I am a better person when I write in the morning. Generally speaking, I am not in the least a morning person, but when I write in the morning, it gives me the confidence boost I need to make the rest of the day look instantly more appealing. This I discovered when laboriously ploughing through my recent writing endeavors. Though I had every intention to do the same thing as I did with my first novel—i.e. get up every morning at 8am so I could start writing for exactly one hour (sometimes longer, if I was in the flow) at 9am—my writerly discipline seems to have dwindled considerably during the past few months. Bad me. I have, however, been writing. The past week, however, I found myself (a) not getting up on time, but nevertheless (b) picking up my laptop at a random hour during the day, and writing until I hit the 1k limit. This is one of many methods to keep your writerly discipline, and one I had ditched in favor of the one-hour-a-day method, but this one seems to work better for me at the moment. When on a given day I decided to begin my day with a writing spree, however, I discovered that there’s a marked difference. And I have concluded that the writing-first-thing-in-the-morning method might be the one which suits me best after all.
‘Matutinal’ is a formal word according to my dictionary, simply meaning ‘of, or in the morning.’ It derives from the Latin word ‘matutinalis’ (‘pertaining to morning’), which in turn derives its name from a female divinity called ‘Matuta,’ the Roman goddess of dawn. Her name, in turn, might be a derivation from the adjective ‘maturus,’ meaning ‘early.’ Wikipedia furthermore informs me that ‘Mater Matuta’ was actually an indigenous Latin goddess, who was eventually conflated with the dawn goddess Aurora, and the Greek goddess Eos, whom some of you might know from Homer (she’s the ‘rosy-fingered’ goddess of the dawn). There were, after all, a lot of gods and goddesses to go around back in the day, even (or maybe particularly) a couple for the most hateful moment of the day.
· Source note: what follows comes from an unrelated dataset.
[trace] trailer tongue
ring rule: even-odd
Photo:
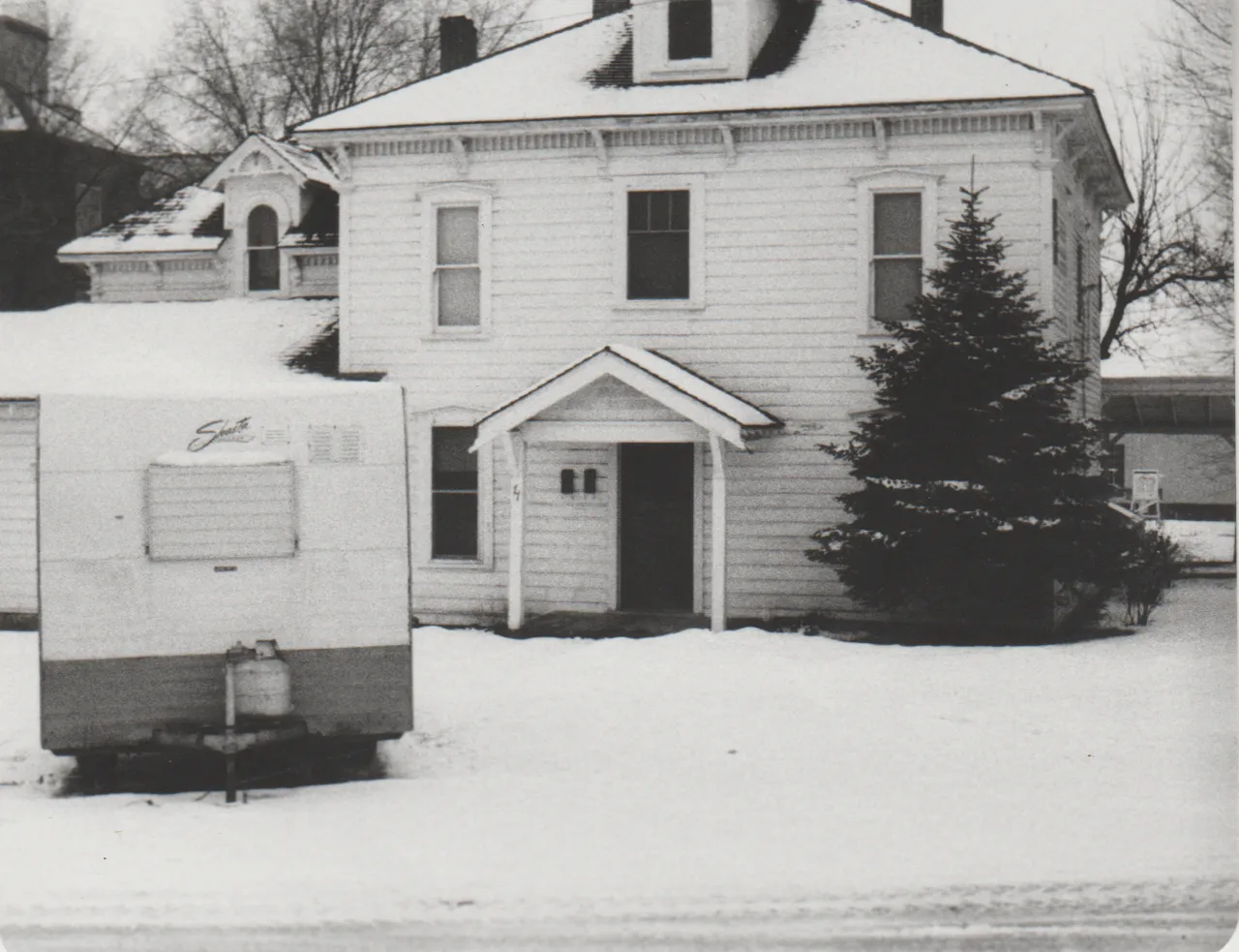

I repeat: I am not a morning person. I do have some discipline, and throughout the school year, when I have a more or less regular rhythm, I do get up at a regular hour (even if I don’t have class until the afternoon) to do potentially useful things. When I know that I don’t have to, though—on weekends, for example—I am the laziest of lazybones, and I usually spend most matutinal hours in bed. I don’t yet make it a habit to get up after 12pm, but I’m getting pretty close. And then I usually only get up because my bladder is full and I have to pee, after which a grudging breakfast follows, and then more unproductive hours loitering in my pajamas before I get dressed. My life is so exciting.
Mornings—and getting up—are just not my strong suit. First there’s the stumbling-out-of-bed bit, which these days involves me glaring at my alarm clock when I see how very late in the morning it already is, and then a slouching pilgrimage to the bathroom. Then there’s the matutinal wee, and the slouching pilgrimage downstairs, where I make my breakfast (the same every morning, except on Sundays). On productive days, I go back upstairs after that to wash the sleep out of my eyes, get dressed, and brush my teeth. After that, I start up my computer for the daily checkup of my emails, Facebook, LinkedIn, etc. (there are so many things to keep track of these days). All this usually takes up a bit less than an hour (depending on how demanding social media are being today).
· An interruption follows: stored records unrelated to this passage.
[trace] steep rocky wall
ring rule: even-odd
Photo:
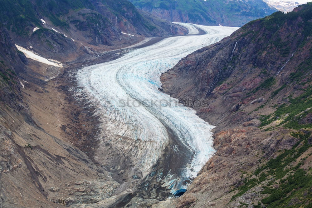
[[[217,151],[185,194],[154,207],[311,203],[310,184],[300,181],[310,180],[312,160],[311,10],[252,21],[162,75],[171,96],[209,100],[188,105],[217,126]]]

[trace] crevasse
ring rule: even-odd
[[[237,29],[181,24],[192,34],[198,32],[197,28],[206,34],[168,37],[114,61],[83,68],[77,74],[85,93],[98,106],[102,142],[109,142],[131,158],[134,168],[140,170],[143,176],[168,145],[168,130],[171,130],[177,139],[174,152],[188,158],[181,160],[184,163],[177,161],[179,168],[174,168],[178,171],[169,168],[172,175],[168,185],[173,190],[185,188],[183,182],[195,176],[214,152],[211,132],[214,126],[160,91],[160,75],[181,58]]]

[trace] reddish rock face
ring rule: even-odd
[[[307,12],[311,7],[310,4],[295,12]],[[290,134],[297,130],[279,125],[290,113],[281,118],[273,116],[278,106],[290,104],[288,96],[297,97],[312,87],[312,39],[309,33],[304,34],[302,26],[312,20],[300,15],[289,18],[293,14],[275,15],[285,15],[279,27],[274,15],[267,17],[276,20],[271,24],[266,18],[253,21],[230,37],[182,59],[162,75],[163,91],[171,96],[208,100],[208,107],[195,110],[200,117],[216,126],[213,147],[217,152],[187,191],[176,200],[177,207],[238,207],[242,204],[240,202],[261,203],[266,197],[261,193],[261,186],[230,201],[238,192],[231,191],[243,186],[247,176],[258,177],[252,175],[258,167],[298,141],[299,137]],[[310,101],[303,102],[305,102]],[[304,116],[302,118],[296,116],[296,123],[311,123],[310,109],[303,110],[300,115]],[[264,123],[264,115],[270,115],[266,120],[273,121]],[[304,134],[305,131],[300,131]],[[302,157],[308,156],[310,151],[302,153]],[[307,171],[308,163],[300,167]],[[291,166],[298,168],[296,164]]]

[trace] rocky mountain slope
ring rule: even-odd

For times when I’m not writing, this is about the extent of my matutinal ritual; after that the daily humdrum of school and other obligations wheezes into being like an old, coughing, blubbering seal. For times when I am writing, however, I turn off Facebook strictly at the turn of the hour, I open whatever story I was working on (or an entirely virginal blank page), and I write. For an hour, usually. That is what I oblige myself to do. If it’s going well, and I’m in the flow, it can be longer than that (because it doesn’t happen often that you’re in the flow, and you need to grasp that chance when it arrives). Usually, though, it stops after one hour. It’s only one hour. It’s not like the amount of time Stephen King spends writing every day (four hours, I think?). But it makes all the difference for the rest of the day. Because yes, this morning I have been writing, and today I can rightfully call myself a writer, and even if very bad things are about to happen that day, in that matutinal moment of bliss, I feel invincible. It’s a feeling many writers know: in fact, many claim that they don’t so much enjoy the writing itself, but the feeling of ‘having written.’ Which I recognize very well, and I’m glad to be endorsed by my actually-published and famous peers.
It doesn’t always work, however, and recently I’ve been especially erratic in my writing habits. It comes in pangs, which is not a good sign, and it makes me feel shitty because this is how amateurs work (in bursts of inspiration). When I do write, though, it seems to happen usually not during the matutinal period, but rather in the afternoon. Which is remarkably different, because it appears not to give me half as much satisfaction as writing in the morning does. Because half the day’s already over then, and the possibility to feel great about the upcoming day is considerably diminished. Even though I write 1k every time, and don’t just go with whatever amount of words a single hour yields (which can be 1k, but might as well flicker at a meager 200 words), it simply doesn’t seem to do for my self esteem what writing in the morning does. And in that sense, I suppose, I might be a morning person. But don’t hold me to that.